When I was a child Easter always came in conjunction with a week off from school; Spring Break we called it, and we still do.
Spring Break always came with Eastertide, but in the public schools we were not allowed to call it Easter Break, on account of the separation between church and state, a separation that we are wise to maintain.
I am not sure when it happened, but at some point those old-conventions began to change, school boards stopped planning the spring break to coincide with the Christian holiday.
Maybe this was due to a sensitivity concerning cultural hegemony of Christianity that had begun to develop in secular society, or perhaps the change reflected a desire to cohere more closely to such constitutionally required demarcations as the freedom of religion, and the freedom from religion, or maybe it was just because the Easter festivities have an erratic cycle and at variance with the solar year, and therefore it presents a complex set of challenges for curriculum schedulers.
Easter, like Passover and Ramadan follows Selene, the wandering Titaness, our silvery-moon.
Sometimes Easter comes as late as my birthday, April 22nd, which is Earth Day, other times it is as early as my sister Raney’s birthday, March 28th.

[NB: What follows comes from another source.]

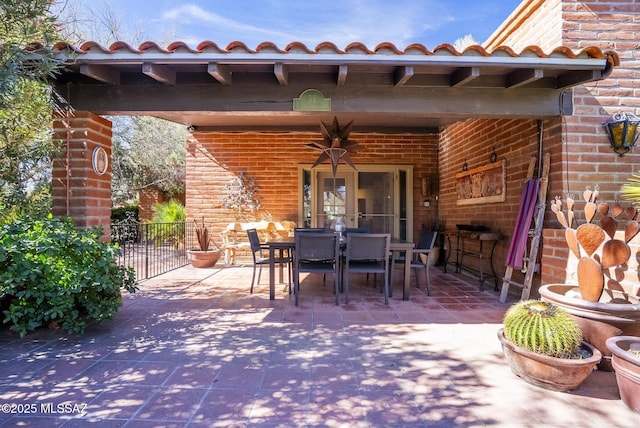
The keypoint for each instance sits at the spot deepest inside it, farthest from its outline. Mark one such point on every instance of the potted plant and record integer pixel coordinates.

In the years when Easter fell on our birthday’s we were able to experience that same sense of being overlooked that some kids felt whose birthdays fell on holidays like Christmas or New Year’s Eve, Thanksgiving, the Fourth of July or Halloween…just a taste of it, every now and then, because, as I mentioned, the cycle is erratic.
There are many ways to celebrate Easter and many layers to the Holiday.
In America, Easter is most clearly represented by its palette of pastels:
The donning of spring garments, flowered hats and dresses for the ladies, pressed suits for the men, greening lawns and budding trees, crocus and lilies.
Easter is about hard-boiled eggs died with bright colors and hidden around the house, in the yard and garden.
In
America Easter is means jellybeans, chocolates and other candies, for my family
it meant a feast of baked ham, green beans and potatoes au gratin.
For many people Easter has little to do with Jesus, and the commemoration of the resurrection, which is at the root of the holiday, the good news that Christ has risen.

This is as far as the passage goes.